We recognize the efforts that other regulators and even other stakeholders are making to achieve the same goals I have set out above. Now is the time to join forces to work on a national code that transcends industries and sectors and types and sizes of businesses.

Indeed, it is encouraging to note that the new Ghanaian Companies Law of 2019 (Law 992) which I call the minimum common denominator in governance for all companies of all sizes incorporated in Ghana, has governance standards. high for all businesses. Likewise, the provisions of the Public Financial Administration Act 2016 (Act 921), the Authority of State Interest and Governance Act 2019 (Act 990) and others have all raised the bar for the governance of public sector institutions, including public enterprises. to help promote transparency, accountability and prudence in the management of state resources for the benefit of all Ghanaians. “

“The arguments for a national corporate governance code are clear. As a nation, we have a shared responsibility to organize the way we do business around a set of values ​​that we can all relate to and that help ensure a future where our individual efforts help us achieve results. that make us all better. Identifying and articulating these values, along with a set of principles and prescriptions that will guide the way we do business in all sectors, will go a long way in helping us achieve the future we all desire for generations to come. to come.

“Around the world, there are examples of how national corporate codes have helped shape the emergence of viable, world-class businesses fueled by ethical and effective leadership in the corporate and public sectors. .
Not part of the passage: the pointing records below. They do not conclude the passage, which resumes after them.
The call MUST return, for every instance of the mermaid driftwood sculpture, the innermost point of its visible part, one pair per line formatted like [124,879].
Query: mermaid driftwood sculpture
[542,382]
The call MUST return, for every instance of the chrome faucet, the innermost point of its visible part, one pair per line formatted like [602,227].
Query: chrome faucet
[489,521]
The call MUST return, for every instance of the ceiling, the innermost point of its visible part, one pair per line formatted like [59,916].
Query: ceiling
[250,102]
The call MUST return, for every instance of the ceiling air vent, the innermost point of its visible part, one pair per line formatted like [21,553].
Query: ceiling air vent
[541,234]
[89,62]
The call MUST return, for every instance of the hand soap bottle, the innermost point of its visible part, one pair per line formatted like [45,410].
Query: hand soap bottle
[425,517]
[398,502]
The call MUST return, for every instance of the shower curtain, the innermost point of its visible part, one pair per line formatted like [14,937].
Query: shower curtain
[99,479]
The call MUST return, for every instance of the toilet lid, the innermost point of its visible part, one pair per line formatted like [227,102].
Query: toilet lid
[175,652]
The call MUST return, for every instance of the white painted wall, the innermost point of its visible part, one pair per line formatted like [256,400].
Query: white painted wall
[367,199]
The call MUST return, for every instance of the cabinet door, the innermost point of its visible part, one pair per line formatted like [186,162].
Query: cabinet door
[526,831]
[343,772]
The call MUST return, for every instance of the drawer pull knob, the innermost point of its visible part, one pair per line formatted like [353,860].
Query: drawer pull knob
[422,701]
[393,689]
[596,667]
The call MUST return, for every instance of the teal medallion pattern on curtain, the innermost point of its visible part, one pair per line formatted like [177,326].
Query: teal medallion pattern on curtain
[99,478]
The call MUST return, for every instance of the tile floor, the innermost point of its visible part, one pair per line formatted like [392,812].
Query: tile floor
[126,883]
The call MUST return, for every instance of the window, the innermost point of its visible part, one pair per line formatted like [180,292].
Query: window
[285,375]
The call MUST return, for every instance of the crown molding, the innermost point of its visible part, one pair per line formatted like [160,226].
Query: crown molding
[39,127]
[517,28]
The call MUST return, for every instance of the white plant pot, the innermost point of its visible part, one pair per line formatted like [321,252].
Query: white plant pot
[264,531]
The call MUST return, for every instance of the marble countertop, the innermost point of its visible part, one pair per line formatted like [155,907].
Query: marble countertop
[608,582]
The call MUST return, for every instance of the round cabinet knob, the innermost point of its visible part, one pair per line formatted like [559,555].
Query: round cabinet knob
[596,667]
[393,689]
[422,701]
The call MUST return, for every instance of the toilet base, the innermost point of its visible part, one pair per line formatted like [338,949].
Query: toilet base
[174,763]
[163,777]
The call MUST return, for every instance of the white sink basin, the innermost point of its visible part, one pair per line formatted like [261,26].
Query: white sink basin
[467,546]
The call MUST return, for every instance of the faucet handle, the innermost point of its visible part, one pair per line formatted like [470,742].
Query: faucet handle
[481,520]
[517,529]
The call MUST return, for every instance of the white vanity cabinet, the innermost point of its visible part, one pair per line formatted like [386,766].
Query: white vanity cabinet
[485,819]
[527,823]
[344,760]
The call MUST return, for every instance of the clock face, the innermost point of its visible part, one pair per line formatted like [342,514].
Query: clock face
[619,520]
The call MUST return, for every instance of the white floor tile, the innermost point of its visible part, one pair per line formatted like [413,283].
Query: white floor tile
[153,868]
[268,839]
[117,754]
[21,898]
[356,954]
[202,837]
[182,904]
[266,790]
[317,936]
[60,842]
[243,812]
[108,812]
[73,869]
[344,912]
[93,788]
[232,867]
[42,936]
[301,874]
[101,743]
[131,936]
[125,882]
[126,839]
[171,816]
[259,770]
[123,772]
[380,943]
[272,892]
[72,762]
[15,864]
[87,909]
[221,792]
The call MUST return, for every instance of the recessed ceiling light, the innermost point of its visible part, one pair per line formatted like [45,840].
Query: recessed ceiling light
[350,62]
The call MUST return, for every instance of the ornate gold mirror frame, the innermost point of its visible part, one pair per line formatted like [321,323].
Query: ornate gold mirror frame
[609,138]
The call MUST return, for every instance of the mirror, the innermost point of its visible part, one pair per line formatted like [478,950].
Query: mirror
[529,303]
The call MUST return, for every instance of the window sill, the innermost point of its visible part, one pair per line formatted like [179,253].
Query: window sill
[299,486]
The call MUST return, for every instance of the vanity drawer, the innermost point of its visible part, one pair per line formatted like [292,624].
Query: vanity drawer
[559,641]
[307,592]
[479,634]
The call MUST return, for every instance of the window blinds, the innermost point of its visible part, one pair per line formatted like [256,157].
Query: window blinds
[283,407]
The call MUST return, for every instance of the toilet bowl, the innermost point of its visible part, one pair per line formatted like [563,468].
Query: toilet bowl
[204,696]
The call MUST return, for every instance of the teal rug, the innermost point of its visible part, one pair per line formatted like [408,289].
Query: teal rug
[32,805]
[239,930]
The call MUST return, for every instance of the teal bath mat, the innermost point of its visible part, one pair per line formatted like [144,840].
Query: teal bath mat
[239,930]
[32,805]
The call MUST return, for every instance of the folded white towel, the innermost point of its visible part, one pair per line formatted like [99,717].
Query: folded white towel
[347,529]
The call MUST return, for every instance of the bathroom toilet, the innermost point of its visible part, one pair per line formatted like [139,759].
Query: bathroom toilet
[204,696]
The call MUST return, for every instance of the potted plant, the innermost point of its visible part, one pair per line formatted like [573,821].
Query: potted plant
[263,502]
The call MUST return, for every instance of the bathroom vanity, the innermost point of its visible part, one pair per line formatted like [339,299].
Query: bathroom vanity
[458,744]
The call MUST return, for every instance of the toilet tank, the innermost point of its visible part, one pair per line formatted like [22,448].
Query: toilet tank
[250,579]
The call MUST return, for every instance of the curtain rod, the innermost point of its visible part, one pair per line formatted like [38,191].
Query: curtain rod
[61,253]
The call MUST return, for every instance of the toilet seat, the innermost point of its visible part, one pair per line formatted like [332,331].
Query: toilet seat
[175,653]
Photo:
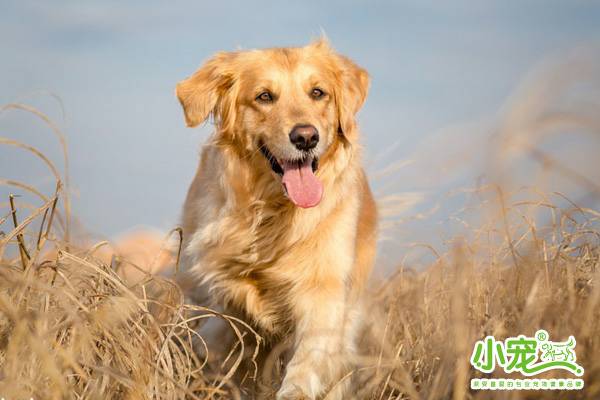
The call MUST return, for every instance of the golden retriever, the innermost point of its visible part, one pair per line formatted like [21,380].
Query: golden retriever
[279,220]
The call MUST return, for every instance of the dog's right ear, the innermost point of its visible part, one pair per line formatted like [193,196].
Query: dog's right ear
[206,91]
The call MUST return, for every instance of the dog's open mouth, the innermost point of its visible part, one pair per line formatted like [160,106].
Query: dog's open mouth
[298,177]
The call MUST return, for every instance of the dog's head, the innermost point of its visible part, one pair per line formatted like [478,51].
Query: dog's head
[292,105]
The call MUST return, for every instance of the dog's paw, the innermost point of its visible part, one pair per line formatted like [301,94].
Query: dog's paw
[294,393]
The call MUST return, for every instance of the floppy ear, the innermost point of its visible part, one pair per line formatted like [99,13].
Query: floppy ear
[351,94]
[209,91]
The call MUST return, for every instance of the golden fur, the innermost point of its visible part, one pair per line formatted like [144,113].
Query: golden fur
[287,269]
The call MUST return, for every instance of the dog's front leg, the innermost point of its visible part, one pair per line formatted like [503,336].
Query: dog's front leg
[323,343]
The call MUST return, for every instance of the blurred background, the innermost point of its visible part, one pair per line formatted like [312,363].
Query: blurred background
[448,81]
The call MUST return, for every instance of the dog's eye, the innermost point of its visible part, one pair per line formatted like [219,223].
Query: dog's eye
[265,97]
[317,93]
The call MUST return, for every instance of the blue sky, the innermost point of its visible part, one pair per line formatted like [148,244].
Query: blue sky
[115,65]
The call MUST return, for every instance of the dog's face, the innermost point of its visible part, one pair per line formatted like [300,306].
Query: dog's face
[291,105]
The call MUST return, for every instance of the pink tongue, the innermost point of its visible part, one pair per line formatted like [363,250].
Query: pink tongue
[301,184]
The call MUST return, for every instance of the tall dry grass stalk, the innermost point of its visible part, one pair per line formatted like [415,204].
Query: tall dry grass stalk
[71,325]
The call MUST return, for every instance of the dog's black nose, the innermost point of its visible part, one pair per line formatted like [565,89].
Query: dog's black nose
[304,137]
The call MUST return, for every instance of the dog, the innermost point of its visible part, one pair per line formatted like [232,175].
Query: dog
[279,220]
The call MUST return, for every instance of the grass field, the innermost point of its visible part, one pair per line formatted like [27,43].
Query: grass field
[73,326]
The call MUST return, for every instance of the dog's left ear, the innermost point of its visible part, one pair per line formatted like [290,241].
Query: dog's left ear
[354,85]
[209,91]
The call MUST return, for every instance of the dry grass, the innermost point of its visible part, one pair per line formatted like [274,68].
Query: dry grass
[72,327]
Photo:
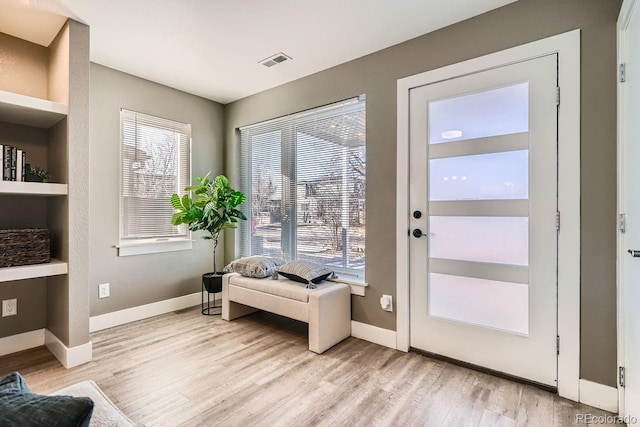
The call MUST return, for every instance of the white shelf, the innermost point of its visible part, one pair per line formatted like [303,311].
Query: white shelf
[18,188]
[53,268]
[30,111]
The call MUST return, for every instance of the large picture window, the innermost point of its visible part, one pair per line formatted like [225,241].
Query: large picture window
[304,177]
[155,163]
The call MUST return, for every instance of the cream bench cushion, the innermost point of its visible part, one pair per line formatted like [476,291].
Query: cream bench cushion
[327,308]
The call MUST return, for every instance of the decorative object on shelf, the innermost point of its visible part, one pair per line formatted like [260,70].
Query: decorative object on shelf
[213,208]
[25,246]
[13,161]
[36,174]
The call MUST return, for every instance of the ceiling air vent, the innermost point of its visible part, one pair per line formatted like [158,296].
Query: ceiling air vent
[275,59]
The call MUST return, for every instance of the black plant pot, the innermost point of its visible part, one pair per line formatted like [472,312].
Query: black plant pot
[212,283]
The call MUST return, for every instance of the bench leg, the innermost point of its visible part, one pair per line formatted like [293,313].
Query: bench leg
[329,318]
[232,310]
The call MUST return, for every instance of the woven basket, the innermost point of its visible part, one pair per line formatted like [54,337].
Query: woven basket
[24,246]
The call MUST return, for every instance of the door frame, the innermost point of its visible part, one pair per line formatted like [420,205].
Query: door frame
[567,46]
[624,18]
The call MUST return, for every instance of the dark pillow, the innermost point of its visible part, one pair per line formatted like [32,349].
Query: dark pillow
[254,266]
[305,272]
[20,407]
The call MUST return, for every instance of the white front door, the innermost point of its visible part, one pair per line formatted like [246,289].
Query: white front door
[630,239]
[483,200]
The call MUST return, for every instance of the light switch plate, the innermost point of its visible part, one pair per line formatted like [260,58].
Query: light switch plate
[10,307]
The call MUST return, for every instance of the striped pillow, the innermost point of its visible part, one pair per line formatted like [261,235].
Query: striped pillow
[305,272]
[254,266]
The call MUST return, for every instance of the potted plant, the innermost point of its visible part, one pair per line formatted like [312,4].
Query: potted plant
[36,174]
[213,207]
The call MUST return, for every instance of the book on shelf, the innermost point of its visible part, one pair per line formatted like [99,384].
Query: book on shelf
[23,170]
[6,163]
[19,165]
[13,162]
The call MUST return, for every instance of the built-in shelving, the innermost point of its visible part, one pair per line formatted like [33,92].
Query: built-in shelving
[15,188]
[30,111]
[53,268]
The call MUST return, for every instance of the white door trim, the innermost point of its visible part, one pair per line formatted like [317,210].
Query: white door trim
[623,22]
[567,46]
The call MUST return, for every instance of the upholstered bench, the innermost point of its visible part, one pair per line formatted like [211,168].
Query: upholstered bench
[327,308]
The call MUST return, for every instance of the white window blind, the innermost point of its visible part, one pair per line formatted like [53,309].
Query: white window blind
[304,177]
[155,160]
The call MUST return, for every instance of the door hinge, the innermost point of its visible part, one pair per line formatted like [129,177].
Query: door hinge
[622,222]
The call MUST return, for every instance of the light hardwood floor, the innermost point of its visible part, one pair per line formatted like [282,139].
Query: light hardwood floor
[185,369]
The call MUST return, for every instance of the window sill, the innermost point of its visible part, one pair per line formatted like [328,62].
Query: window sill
[357,288]
[153,247]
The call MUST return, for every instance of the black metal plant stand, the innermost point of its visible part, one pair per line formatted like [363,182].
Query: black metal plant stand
[211,284]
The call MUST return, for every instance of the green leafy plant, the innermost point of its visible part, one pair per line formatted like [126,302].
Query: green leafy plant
[39,172]
[213,207]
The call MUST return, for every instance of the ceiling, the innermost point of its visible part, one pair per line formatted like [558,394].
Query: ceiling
[212,48]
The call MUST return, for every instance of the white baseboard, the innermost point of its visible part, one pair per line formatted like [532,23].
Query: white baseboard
[69,357]
[599,396]
[120,317]
[19,342]
[373,334]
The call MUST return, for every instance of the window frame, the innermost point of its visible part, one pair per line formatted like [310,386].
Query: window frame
[161,243]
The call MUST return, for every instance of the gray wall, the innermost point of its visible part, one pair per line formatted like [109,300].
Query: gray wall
[142,279]
[375,75]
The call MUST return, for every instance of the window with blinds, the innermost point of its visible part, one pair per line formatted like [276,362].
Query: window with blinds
[304,177]
[155,162]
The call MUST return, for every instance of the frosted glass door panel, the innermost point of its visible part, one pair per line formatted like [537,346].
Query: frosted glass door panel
[500,240]
[494,112]
[488,303]
[496,176]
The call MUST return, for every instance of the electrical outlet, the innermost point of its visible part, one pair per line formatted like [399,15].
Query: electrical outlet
[103,290]
[386,302]
[10,307]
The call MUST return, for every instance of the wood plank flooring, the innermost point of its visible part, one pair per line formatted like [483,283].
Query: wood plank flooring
[185,369]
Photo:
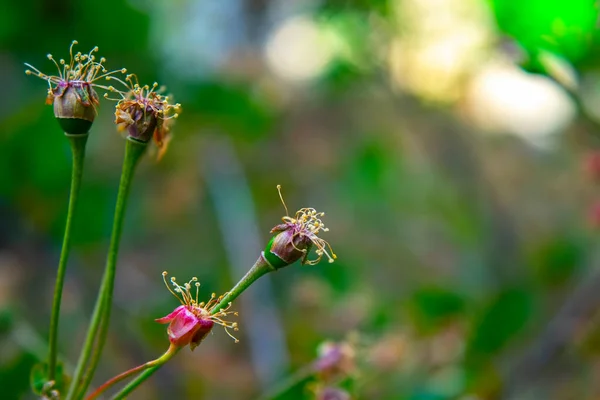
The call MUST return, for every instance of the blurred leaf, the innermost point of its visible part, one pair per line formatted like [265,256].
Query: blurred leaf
[564,27]
[557,260]
[432,307]
[14,375]
[231,108]
[505,316]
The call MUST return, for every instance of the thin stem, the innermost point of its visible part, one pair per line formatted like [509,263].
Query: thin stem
[159,362]
[260,268]
[98,328]
[78,150]
[154,363]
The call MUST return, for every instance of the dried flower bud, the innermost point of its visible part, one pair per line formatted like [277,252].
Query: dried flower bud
[335,360]
[295,237]
[331,393]
[73,94]
[192,321]
[143,112]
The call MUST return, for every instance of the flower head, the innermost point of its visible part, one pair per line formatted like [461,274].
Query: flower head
[296,236]
[335,360]
[192,321]
[72,90]
[144,112]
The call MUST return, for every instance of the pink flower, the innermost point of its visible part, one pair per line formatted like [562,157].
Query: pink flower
[190,322]
[185,327]
[295,237]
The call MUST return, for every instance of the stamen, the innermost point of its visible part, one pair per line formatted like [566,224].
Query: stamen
[281,198]
[164,274]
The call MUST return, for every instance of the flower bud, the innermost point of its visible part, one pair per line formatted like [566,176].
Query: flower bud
[192,321]
[144,113]
[331,393]
[187,326]
[295,237]
[75,106]
[73,96]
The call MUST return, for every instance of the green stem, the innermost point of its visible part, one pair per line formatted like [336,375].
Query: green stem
[154,363]
[260,268]
[78,150]
[98,328]
[159,362]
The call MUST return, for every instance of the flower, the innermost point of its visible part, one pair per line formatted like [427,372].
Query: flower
[331,393]
[73,95]
[335,360]
[143,112]
[295,237]
[192,321]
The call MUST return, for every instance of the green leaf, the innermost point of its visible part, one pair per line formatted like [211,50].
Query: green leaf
[504,317]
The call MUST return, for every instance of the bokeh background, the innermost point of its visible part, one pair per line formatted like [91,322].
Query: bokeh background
[450,142]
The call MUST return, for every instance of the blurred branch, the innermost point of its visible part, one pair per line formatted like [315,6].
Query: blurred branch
[237,220]
[578,308]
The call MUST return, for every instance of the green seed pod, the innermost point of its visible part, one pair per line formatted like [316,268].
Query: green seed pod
[295,238]
[71,91]
[75,107]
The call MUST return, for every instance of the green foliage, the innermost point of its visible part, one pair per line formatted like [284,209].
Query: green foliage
[433,307]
The King’s Code on Corporate Governance, now in its fourth iteration, is a good example of how a national code unites a people around clear values ​​and purpose in the pursuit of legitimate business goals. in a way that advances the common good. Other examples can be found in the UK, Mauritius, Zimbabwe, to name a few. “

“We hope that the work on the Ghana National Code of Corporate Governance will be inclusive, authentic to our best values, and build on the work done or underway by stakeholders, including regulators like the Bank of Ghana, the Securities and Exchange Commission, the Ghana Stock Exchange and private sector initiatives such as the Extractive Industries Transparency Initiative, and others, ”she added.